Finalement la chose qu'il y avait en Amérique et pas ailleurs, c’était les Indiens, qui étaient tantôt vus comme des sauvages ou tantôt comme des êtres un peu extraordinaires, tel le noble sauvage cher à Rousseau. Soit sous-humains, soit surhumains. Pour résumer, c’est l’image de I’indien dans le western. Donc ce sont des gens qui ont été victimes à la fois dans la réalité mais aussi dans l’imaginaire. C’est vrai que du coup, pendant longtemps on les a limités à cela, à une image un peu nostalgique, dans les tons sépia et finalement on est passés totalement à côté de la rencontre parce que l’Indien était cantonné à ce domaine de l’enfance ou de l’adolescence attardée. Alors que ces cultures véhiculent des questions qui sont essentielles. Les peuples dits "premiers" sont porteurs de questions qui ne sont pas des questions du passé mais des questions éminemment contemporaines, l’identité, la culture, les relations à l’environnement, la solidarité entre les générations, Ils nous interrogent de nombreuses façons.

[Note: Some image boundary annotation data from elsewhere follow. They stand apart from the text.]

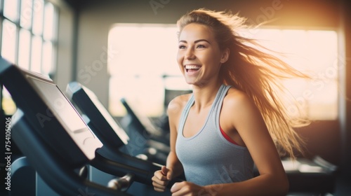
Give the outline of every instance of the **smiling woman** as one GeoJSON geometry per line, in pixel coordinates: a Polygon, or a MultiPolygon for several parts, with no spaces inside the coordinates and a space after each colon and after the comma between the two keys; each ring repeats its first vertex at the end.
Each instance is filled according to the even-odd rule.
{"type": "MultiPolygon", "coordinates": [[[[181,78],[176,65],[176,27],[170,24],[117,24],[112,27],[109,46],[118,51],[117,57],[108,62],[112,76],[109,109],[114,115],[125,114],[119,98],[128,97],[140,106],[144,115],[159,116],[164,111],[164,88],[191,88],[181,78]],[[133,34],[136,34],[134,39],[125,38],[133,34]],[[138,58],[133,57],[135,54],[138,54],[138,58]],[[164,78],[166,75],[172,77],[164,78]],[[130,90],[142,87],[147,90],[130,90]]],[[[292,78],[284,81],[289,90],[286,93],[292,94],[300,105],[298,110],[287,101],[289,115],[303,113],[313,120],[336,119],[338,72],[343,67],[337,66],[338,37],[335,31],[265,27],[254,31],[242,29],[240,34],[257,39],[272,50],[284,53],[282,59],[291,66],[314,74],[312,80],[292,78]]]]}
{"type": "Polygon", "coordinates": [[[177,22],[177,62],[193,92],[168,105],[171,151],[152,178],[155,190],[165,191],[184,172],[185,181],[172,186],[172,195],[287,193],[280,156],[303,153],[293,127],[308,120],[288,115],[279,79],[310,78],[241,36],[245,22],[206,9],[177,22]]]}

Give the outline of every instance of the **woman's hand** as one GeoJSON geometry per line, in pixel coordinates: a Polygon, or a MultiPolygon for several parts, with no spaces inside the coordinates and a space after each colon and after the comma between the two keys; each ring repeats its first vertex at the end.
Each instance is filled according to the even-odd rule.
{"type": "Polygon", "coordinates": [[[172,179],[172,176],[173,171],[166,166],[162,166],[161,170],[156,171],[151,178],[154,189],[158,192],[164,192],[166,187],[172,179]]]}
{"type": "Polygon", "coordinates": [[[210,196],[211,191],[205,187],[199,186],[193,183],[183,181],[176,183],[171,188],[172,196],[210,196]]]}

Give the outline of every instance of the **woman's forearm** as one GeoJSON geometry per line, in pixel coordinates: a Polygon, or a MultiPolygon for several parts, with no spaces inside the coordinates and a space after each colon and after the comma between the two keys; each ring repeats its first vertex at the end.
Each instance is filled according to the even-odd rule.
{"type": "Polygon", "coordinates": [[[173,151],[171,151],[167,157],[166,167],[168,169],[172,169],[173,178],[180,176],[183,172],[182,164],[178,159],[176,153],[173,151]]]}
{"type": "Polygon", "coordinates": [[[205,186],[208,195],[286,195],[289,181],[286,177],[263,174],[242,182],[205,186]]]}

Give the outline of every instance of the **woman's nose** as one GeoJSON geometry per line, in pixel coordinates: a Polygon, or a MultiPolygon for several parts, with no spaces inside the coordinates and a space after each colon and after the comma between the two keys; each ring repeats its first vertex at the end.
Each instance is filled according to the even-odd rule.
{"type": "Polygon", "coordinates": [[[193,59],[195,58],[195,55],[194,54],[194,51],[192,48],[188,48],[187,50],[187,52],[185,53],[185,59],[193,59]]]}

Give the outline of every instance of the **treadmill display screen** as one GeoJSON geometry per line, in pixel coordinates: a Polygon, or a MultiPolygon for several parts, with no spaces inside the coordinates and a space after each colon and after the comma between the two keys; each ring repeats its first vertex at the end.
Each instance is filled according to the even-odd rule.
{"type": "MultiPolygon", "coordinates": [[[[83,120],[55,84],[39,80],[30,76],[28,78],[39,90],[41,97],[44,99],[51,111],[55,113],[53,115],[58,115],[60,120],[64,122],[62,124],[67,127],[67,130],[74,133],[86,130],[87,127],[83,120]]],[[[43,123],[45,125],[45,122],[43,123]]]]}

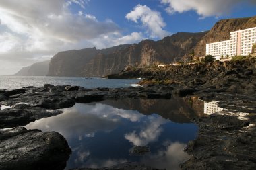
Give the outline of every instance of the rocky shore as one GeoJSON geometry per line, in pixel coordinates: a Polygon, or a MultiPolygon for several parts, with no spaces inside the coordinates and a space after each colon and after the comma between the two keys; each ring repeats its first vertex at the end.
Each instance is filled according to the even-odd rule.
{"type": "MultiPolygon", "coordinates": [[[[19,169],[21,165],[27,169],[47,169],[46,165],[52,166],[51,169],[63,169],[71,150],[60,134],[15,128],[61,114],[57,109],[106,99],[170,99],[172,95],[197,95],[206,101],[218,101],[224,109],[193,120],[199,131],[197,138],[185,148],[191,158],[181,165],[181,169],[253,169],[256,167],[255,59],[130,71],[112,77],[146,79],[142,82],[143,86],[127,88],[88,89],[44,85],[0,89],[0,169],[19,169]]],[[[135,165],[131,163],[102,169],[154,169],[135,165]]]]}

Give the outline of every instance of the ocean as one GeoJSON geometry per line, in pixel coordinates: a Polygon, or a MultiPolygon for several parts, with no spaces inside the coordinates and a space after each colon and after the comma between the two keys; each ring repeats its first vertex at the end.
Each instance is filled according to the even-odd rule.
{"type": "Polygon", "coordinates": [[[15,89],[26,86],[78,85],[88,89],[118,88],[136,85],[141,79],[107,79],[84,77],[0,76],[0,89],[15,89]]]}

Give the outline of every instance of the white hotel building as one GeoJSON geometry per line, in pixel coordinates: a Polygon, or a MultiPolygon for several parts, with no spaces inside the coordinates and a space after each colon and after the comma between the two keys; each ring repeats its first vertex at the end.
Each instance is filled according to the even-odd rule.
{"type": "Polygon", "coordinates": [[[223,55],[247,56],[251,53],[256,44],[256,27],[231,32],[230,40],[206,44],[206,55],[212,55],[220,59],[223,55]]]}

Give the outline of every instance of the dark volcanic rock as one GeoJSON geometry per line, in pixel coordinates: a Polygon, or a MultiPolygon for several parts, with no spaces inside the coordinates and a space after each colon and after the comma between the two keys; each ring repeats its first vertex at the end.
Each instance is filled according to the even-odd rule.
{"type": "Polygon", "coordinates": [[[34,120],[32,114],[28,110],[17,108],[0,110],[0,128],[26,125],[34,120]]]}
{"type": "Polygon", "coordinates": [[[59,109],[72,107],[75,104],[75,101],[73,99],[60,95],[53,95],[42,100],[38,106],[46,109],[59,109]]]}
{"type": "Polygon", "coordinates": [[[150,148],[148,146],[135,146],[131,148],[129,152],[131,155],[142,156],[150,152],[150,148]]]}
{"type": "Polygon", "coordinates": [[[110,167],[98,168],[98,169],[79,168],[79,169],[72,169],[71,170],[160,170],[160,169],[150,167],[139,163],[127,162],[127,163],[119,164],[119,165],[110,167]]]}
{"type": "Polygon", "coordinates": [[[0,130],[0,169],[62,170],[71,153],[55,132],[15,128],[0,130]]]}
{"type": "Polygon", "coordinates": [[[75,97],[75,101],[79,103],[100,101],[104,99],[104,97],[108,93],[108,91],[104,90],[95,90],[80,93],[77,97],[75,97]]]}
{"type": "Polygon", "coordinates": [[[36,119],[50,117],[61,113],[61,111],[59,110],[46,110],[24,104],[15,105],[14,108],[0,110],[0,128],[26,125],[36,119]]]}
{"type": "Polygon", "coordinates": [[[247,120],[213,114],[198,124],[197,138],[185,148],[192,157],[182,165],[183,169],[254,169],[255,129],[245,128],[249,124],[247,120]]]}

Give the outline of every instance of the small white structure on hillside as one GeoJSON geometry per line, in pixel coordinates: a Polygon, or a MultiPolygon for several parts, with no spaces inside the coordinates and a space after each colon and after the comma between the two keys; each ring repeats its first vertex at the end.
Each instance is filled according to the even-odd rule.
{"type": "Polygon", "coordinates": [[[230,33],[230,40],[206,44],[206,55],[220,60],[222,56],[247,56],[256,43],[256,27],[230,33]]]}

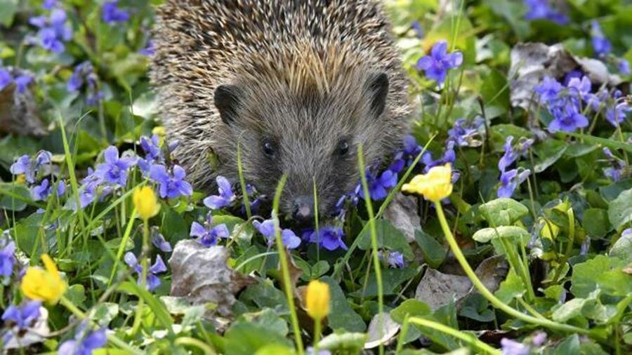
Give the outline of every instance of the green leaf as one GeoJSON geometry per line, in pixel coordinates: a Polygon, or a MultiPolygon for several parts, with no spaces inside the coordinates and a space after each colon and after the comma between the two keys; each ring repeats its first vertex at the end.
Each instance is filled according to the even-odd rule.
{"type": "MultiPolygon", "coordinates": [[[[375,221],[375,228],[377,232],[378,248],[386,248],[391,250],[398,251],[404,254],[407,259],[414,257],[412,249],[410,248],[406,236],[390,221],[383,219],[377,220],[375,221]]],[[[362,250],[371,250],[370,228],[363,228],[362,232],[357,238],[360,239],[358,248],[362,250]]]]}
{"type": "MultiPolygon", "coordinates": [[[[395,295],[397,288],[402,283],[412,279],[417,274],[417,270],[410,267],[403,269],[382,269],[382,291],[384,295],[395,295]]],[[[360,297],[375,297],[378,295],[377,281],[375,274],[369,275],[369,283],[366,288],[352,293],[360,297]]]]}
{"type": "Polygon", "coordinates": [[[507,198],[496,199],[479,206],[485,220],[492,227],[509,226],[529,213],[520,202],[507,198]]]}
{"type": "Polygon", "coordinates": [[[254,323],[240,322],[231,325],[226,330],[225,338],[225,353],[234,355],[252,355],[260,349],[273,345],[291,347],[291,342],[284,337],[264,326],[254,323]]]}
{"type": "MultiPolygon", "coordinates": [[[[602,278],[607,277],[607,272],[615,269],[620,269],[626,264],[625,262],[617,257],[609,257],[606,255],[597,255],[590,260],[587,260],[573,267],[573,274],[571,276],[571,292],[577,297],[586,298],[591,293],[597,288],[598,282],[602,278]]],[[[629,275],[626,275],[620,269],[616,270],[618,274],[630,279],[629,275]]],[[[615,277],[617,274],[610,275],[615,277]]],[[[601,280],[602,282],[607,281],[601,280]]],[[[632,283],[632,280],[630,280],[632,283]]],[[[619,285],[619,287],[624,286],[619,285]]]]}
{"type": "Polygon", "coordinates": [[[607,147],[608,148],[612,149],[623,149],[632,153],[632,145],[628,143],[623,143],[621,142],[619,142],[617,140],[610,140],[607,138],[602,138],[600,137],[595,137],[594,135],[581,134],[581,133],[572,133],[570,132],[560,132],[560,133],[565,134],[567,135],[570,135],[571,137],[575,137],[577,138],[581,138],[582,140],[595,145],[601,145],[607,147]]]}
{"type": "Polygon", "coordinates": [[[527,292],[522,280],[513,269],[510,269],[505,281],[501,283],[494,295],[503,303],[509,303],[514,298],[522,296],[527,292]]]}
{"type": "Polygon", "coordinates": [[[83,285],[79,283],[71,285],[70,287],[66,290],[64,296],[70,300],[73,304],[83,306],[84,301],[86,300],[86,288],[83,285]]]}
{"type": "Polygon", "coordinates": [[[423,261],[433,269],[439,267],[447,255],[445,248],[437,239],[420,229],[415,231],[415,241],[419,246],[423,261]]]}
{"type": "Polygon", "coordinates": [[[318,345],[332,354],[360,354],[366,341],[367,335],[363,333],[334,333],[322,338],[318,345]]]}
{"type": "Polygon", "coordinates": [[[632,233],[621,234],[621,237],[610,247],[608,255],[619,257],[628,263],[632,262],[632,233]]]}
{"type": "Polygon", "coordinates": [[[173,323],[173,321],[171,319],[171,316],[169,315],[169,313],[167,312],[166,308],[164,307],[164,304],[160,302],[157,298],[156,298],[153,295],[152,295],[147,290],[144,290],[140,288],[136,282],[130,282],[125,281],[120,285],[117,288],[119,291],[126,292],[128,293],[131,293],[132,295],[136,295],[139,297],[142,297],[145,300],[145,302],[151,308],[152,313],[156,316],[156,318],[162,323],[162,326],[167,328],[169,332],[171,332],[171,326],[173,323]]]}
{"type": "Polygon", "coordinates": [[[8,27],[13,23],[13,17],[18,12],[18,0],[0,0],[0,25],[8,27]]]}
{"type": "Polygon", "coordinates": [[[280,337],[285,337],[289,332],[287,322],[270,308],[264,308],[258,312],[243,314],[235,321],[235,323],[256,324],[274,332],[280,337]]]}
{"type": "Polygon", "coordinates": [[[581,307],[586,300],[584,298],[573,298],[570,301],[556,307],[553,313],[553,321],[565,322],[569,319],[575,318],[581,314],[581,307]]]}
{"type": "Polygon", "coordinates": [[[610,202],[608,218],[615,229],[632,221],[632,189],[624,191],[610,202]]]}
{"type": "Polygon", "coordinates": [[[433,313],[432,309],[426,303],[414,299],[409,299],[402,302],[390,311],[390,318],[399,323],[404,322],[406,314],[409,316],[424,316],[433,313]]]}
{"type": "Polygon", "coordinates": [[[603,236],[612,229],[608,212],[603,208],[588,208],[584,211],[581,225],[591,236],[603,236]]]}
{"type": "Polygon", "coordinates": [[[520,238],[529,238],[529,232],[523,228],[515,226],[501,226],[496,228],[483,228],[476,231],[472,239],[480,243],[487,243],[496,238],[512,238],[520,240],[520,238]]]}
{"type": "Polygon", "coordinates": [[[536,145],[533,149],[537,156],[533,170],[536,173],[544,171],[564,155],[567,147],[565,142],[555,140],[546,140],[536,145]]]}
{"type": "Polygon", "coordinates": [[[31,193],[26,186],[0,183],[0,208],[20,211],[31,201],[31,193]]]}
{"type": "Polygon", "coordinates": [[[480,322],[489,322],[496,318],[496,314],[488,306],[485,297],[480,293],[473,293],[466,299],[459,315],[480,322]]]}
{"type": "Polygon", "coordinates": [[[348,332],[364,332],[367,325],[360,314],[355,313],[349,306],[345,297],[345,293],[336,282],[329,276],[324,276],[320,281],[329,285],[329,293],[331,297],[331,311],[327,316],[329,326],[332,330],[345,329],[348,332]]]}
{"type": "Polygon", "coordinates": [[[107,327],[119,314],[119,304],[105,302],[98,303],[90,312],[90,319],[102,327],[107,327]]]}
{"type": "Polygon", "coordinates": [[[568,355],[581,354],[579,351],[579,336],[577,334],[569,335],[563,342],[555,347],[553,355],[568,355]]]}

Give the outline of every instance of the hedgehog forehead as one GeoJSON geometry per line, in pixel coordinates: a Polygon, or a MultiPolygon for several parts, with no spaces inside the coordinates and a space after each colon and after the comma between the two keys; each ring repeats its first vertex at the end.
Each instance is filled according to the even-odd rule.
{"type": "MultiPolygon", "coordinates": [[[[329,93],[308,86],[297,91],[281,84],[268,92],[250,86],[254,88],[252,100],[246,100],[250,123],[262,134],[279,138],[336,144],[342,137],[356,135],[369,116],[369,102],[361,83],[333,88],[329,93]]],[[[262,89],[266,87],[262,85],[262,89]]]]}

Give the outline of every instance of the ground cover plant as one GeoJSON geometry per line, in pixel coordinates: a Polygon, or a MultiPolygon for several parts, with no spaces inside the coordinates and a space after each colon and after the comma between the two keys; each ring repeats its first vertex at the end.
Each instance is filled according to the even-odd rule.
{"type": "Polygon", "coordinates": [[[386,1],[411,135],[299,227],[187,182],[159,2],[0,0],[4,351],[632,351],[629,3],[386,1]]]}

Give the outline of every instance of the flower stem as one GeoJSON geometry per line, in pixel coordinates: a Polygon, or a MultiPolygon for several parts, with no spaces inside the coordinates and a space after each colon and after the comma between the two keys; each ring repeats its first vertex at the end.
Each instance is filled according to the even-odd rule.
{"type": "MultiPolygon", "coordinates": [[[[283,192],[283,187],[287,180],[287,175],[283,175],[277,185],[277,191],[275,192],[275,199],[272,201],[272,213],[279,210],[279,203],[281,199],[281,194],[283,192]]],[[[288,267],[287,254],[281,239],[281,229],[279,227],[279,218],[272,218],[275,223],[275,234],[276,236],[277,250],[279,252],[279,264],[281,264],[281,274],[283,277],[285,297],[287,299],[287,307],[289,308],[290,319],[292,322],[292,330],[294,333],[294,341],[296,343],[296,349],[298,355],[303,355],[303,340],[301,338],[301,327],[298,326],[298,317],[296,316],[296,308],[294,306],[294,296],[292,295],[292,284],[288,267]]]]}
{"type": "MultiPolygon", "coordinates": [[[[74,304],[73,304],[72,302],[70,300],[66,298],[65,296],[62,296],[59,300],[60,303],[62,304],[67,309],[70,311],[70,313],[74,314],[77,318],[79,319],[86,319],[86,314],[81,312],[81,309],[77,307],[74,304]]],[[[125,350],[129,354],[141,354],[143,352],[139,351],[138,349],[129,345],[126,342],[124,342],[119,339],[114,334],[107,334],[107,340],[110,340],[110,342],[114,344],[114,345],[119,347],[119,348],[125,350]]]]}
{"type": "MultiPolygon", "coordinates": [[[[147,288],[147,258],[149,257],[149,221],[143,220],[143,251],[140,253],[140,267],[143,270],[140,272],[140,288],[145,290],[147,288]]],[[[142,297],[138,297],[138,306],[136,309],[136,314],[134,317],[134,323],[132,326],[132,335],[136,335],[140,326],[140,319],[143,318],[143,309],[145,307],[145,299],[142,297]]]]}
{"type": "Polygon", "coordinates": [[[318,342],[320,341],[321,319],[314,319],[314,354],[318,355],[318,342]]]}
{"type": "MultiPolygon", "coordinates": [[[[454,236],[450,231],[449,226],[448,226],[447,221],[445,219],[445,215],[443,214],[443,208],[441,206],[441,203],[435,201],[435,208],[437,210],[437,215],[439,217],[439,222],[441,223],[441,229],[443,230],[443,234],[445,236],[445,239],[447,240],[448,244],[450,246],[450,249],[452,249],[452,253],[454,254],[454,257],[459,260],[461,267],[463,268],[468,277],[470,278],[470,281],[472,281],[474,286],[478,290],[478,292],[480,292],[483,297],[487,298],[496,308],[498,308],[510,316],[532,324],[536,324],[562,332],[577,333],[586,335],[591,334],[591,332],[588,329],[583,329],[568,324],[562,324],[549,321],[548,319],[541,319],[525,314],[505,303],[503,303],[502,301],[496,298],[496,296],[485,287],[482,282],[481,282],[480,279],[478,279],[478,276],[476,276],[474,270],[472,269],[472,267],[468,263],[468,260],[466,260],[465,255],[463,255],[463,253],[461,251],[461,248],[459,247],[459,244],[456,243],[456,241],[454,239],[454,236]]],[[[592,334],[592,335],[593,337],[599,337],[600,339],[602,338],[602,337],[597,334],[592,334]]]]}
{"type": "MultiPolygon", "coordinates": [[[[364,202],[367,205],[367,213],[369,214],[369,227],[371,230],[371,248],[373,254],[373,266],[375,269],[375,279],[377,283],[378,291],[378,314],[380,319],[379,336],[381,339],[384,331],[384,320],[382,314],[384,312],[384,290],[382,286],[382,271],[380,268],[380,259],[378,255],[377,229],[375,227],[375,214],[373,213],[373,204],[371,203],[371,194],[369,192],[369,184],[367,182],[366,169],[364,168],[364,158],[362,155],[362,145],[357,147],[357,162],[360,170],[362,189],[364,190],[364,202]]],[[[380,355],[384,354],[384,344],[380,342],[378,348],[380,355]]]]}
{"type": "MultiPolygon", "coordinates": [[[[417,324],[423,327],[430,328],[432,329],[435,329],[436,330],[439,330],[440,332],[445,333],[449,335],[452,335],[454,337],[461,339],[463,341],[467,342],[470,345],[475,347],[478,349],[480,349],[483,354],[492,354],[494,355],[500,355],[501,351],[497,349],[494,349],[493,347],[487,345],[487,344],[481,342],[473,334],[468,334],[466,333],[461,332],[460,330],[457,330],[456,329],[454,329],[451,327],[445,326],[444,324],[441,324],[440,323],[437,323],[433,321],[429,321],[428,319],[424,319],[423,318],[419,317],[412,317],[407,319],[407,321],[414,324],[417,324]]],[[[404,326],[402,326],[403,328],[404,326]]],[[[478,352],[478,351],[477,351],[478,352]]]]}

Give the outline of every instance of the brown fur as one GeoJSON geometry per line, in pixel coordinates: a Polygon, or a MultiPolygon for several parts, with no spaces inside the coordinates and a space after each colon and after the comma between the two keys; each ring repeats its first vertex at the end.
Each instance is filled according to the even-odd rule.
{"type": "Polygon", "coordinates": [[[358,181],[356,149],[388,159],[409,129],[407,79],[381,6],[374,0],[167,0],[157,10],[151,79],[175,154],[198,187],[216,175],[237,181],[237,142],[247,181],[272,194],[288,174],[282,209],[312,194],[319,208],[358,181]],[[374,114],[371,81],[388,76],[374,114]],[[213,104],[221,85],[238,88],[237,118],[213,104]],[[278,146],[273,158],[262,140],[278,146]],[[347,156],[335,155],[341,140],[347,156]],[[213,169],[209,157],[216,154],[213,169]]]}

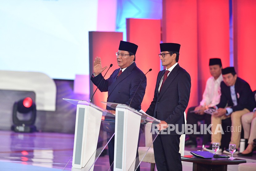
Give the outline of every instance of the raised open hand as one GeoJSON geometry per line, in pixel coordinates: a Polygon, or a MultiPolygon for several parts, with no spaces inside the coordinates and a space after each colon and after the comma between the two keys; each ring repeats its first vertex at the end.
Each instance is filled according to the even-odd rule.
{"type": "Polygon", "coordinates": [[[100,58],[97,56],[95,58],[95,60],[93,61],[93,71],[95,76],[101,73],[107,67],[106,66],[104,68],[102,67],[100,58]]]}

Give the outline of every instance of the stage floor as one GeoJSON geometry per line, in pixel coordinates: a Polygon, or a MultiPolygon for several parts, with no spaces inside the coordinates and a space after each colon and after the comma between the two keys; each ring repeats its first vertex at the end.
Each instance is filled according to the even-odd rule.
{"type": "MultiPolygon", "coordinates": [[[[73,134],[0,131],[0,170],[71,170],[74,137],[73,134]]],[[[201,148],[185,149],[184,155],[189,155],[190,151],[201,148]]],[[[255,153],[252,157],[239,158],[247,162],[256,162],[255,153]]],[[[107,170],[109,167],[107,155],[98,160],[94,170],[107,170]]],[[[182,166],[183,170],[192,169],[191,163],[184,162],[182,166]]],[[[229,165],[228,170],[236,171],[237,168],[237,165],[229,165]]],[[[150,163],[142,162],[140,169],[150,170],[150,163]]]]}

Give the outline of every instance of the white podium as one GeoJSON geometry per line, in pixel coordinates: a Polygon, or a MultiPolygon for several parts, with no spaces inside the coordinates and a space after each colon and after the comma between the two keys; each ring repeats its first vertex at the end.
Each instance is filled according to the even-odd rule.
{"type": "MultiPolygon", "coordinates": [[[[93,170],[94,163],[108,143],[105,144],[102,143],[104,140],[99,140],[103,129],[101,124],[114,122],[115,115],[86,101],[63,99],[77,106],[72,170],[93,170]]],[[[107,139],[111,139],[113,135],[107,139]]]]}
{"type": "Polygon", "coordinates": [[[126,105],[102,102],[116,109],[114,170],[135,170],[139,164],[136,153],[141,125],[160,121],[126,105]]]}

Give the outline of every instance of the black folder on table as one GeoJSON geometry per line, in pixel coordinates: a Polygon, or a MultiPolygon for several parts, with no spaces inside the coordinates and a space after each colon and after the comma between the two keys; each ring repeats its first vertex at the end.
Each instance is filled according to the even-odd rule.
{"type": "Polygon", "coordinates": [[[214,155],[209,151],[192,151],[190,152],[190,153],[196,158],[204,159],[211,159],[213,158],[214,155]]]}

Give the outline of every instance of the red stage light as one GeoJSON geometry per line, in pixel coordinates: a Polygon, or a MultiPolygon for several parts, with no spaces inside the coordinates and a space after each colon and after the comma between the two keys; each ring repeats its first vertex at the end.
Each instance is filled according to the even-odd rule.
{"type": "Polygon", "coordinates": [[[26,151],[23,151],[21,152],[21,153],[24,156],[26,156],[28,155],[28,153],[26,151]]]}
{"type": "Polygon", "coordinates": [[[24,99],[23,100],[23,105],[26,107],[30,107],[33,103],[32,99],[30,97],[27,97],[24,99]]]}

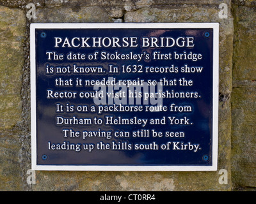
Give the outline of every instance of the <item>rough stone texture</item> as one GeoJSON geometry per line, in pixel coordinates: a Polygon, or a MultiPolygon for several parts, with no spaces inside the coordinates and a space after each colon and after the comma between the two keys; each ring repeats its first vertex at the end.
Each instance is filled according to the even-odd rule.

Quels auteurs autochtones que vous recommanderiez pour entrer dans cette littérature ?

Il y a deux auteurs autochtones qui dans l’histoire de la littérature américaine ont joué un rôle tout à fait particulier, l’un c’est N. Scott Momaday. C’est un Indien Kiowa d’Oklahoma, il est le premier Indien à avoir reçu le prix Pulitzer pour un roman qui s’appelle Une maison faite d’Aube qui a été réédité en 2020 dans une nouvelle traduction (chez Albin Michel, ndlr). Il est poète essayiste, il a été professeur à l’université, spécialiste de la poésie élisabéthaine.

L'écrivain américain Scott Momaday, en 2001 à Saint-Malo (ULF ANDERSEN / ULF ANDERSEN)

Et l’autre auteur autochtone qui, cinquante ans après N. Scott Momaday, a reçu le prix Pulitzer avec son livre Celui qui veille (Albin Michel, 2021), est Louise Erdrich, une Indienne Ojibwa, originaire de la réserve Turtle Montain dans le Dakota du Nord. Chez ces deux écrivains on retrouve toutes les caractéristiques de cette littérature : les échos du passé, l’oralité, le sens du sacré - qui est quelque chose de très important -, le rapport au monde, le rapport au vivant, le rapport à l’espace, au paysage.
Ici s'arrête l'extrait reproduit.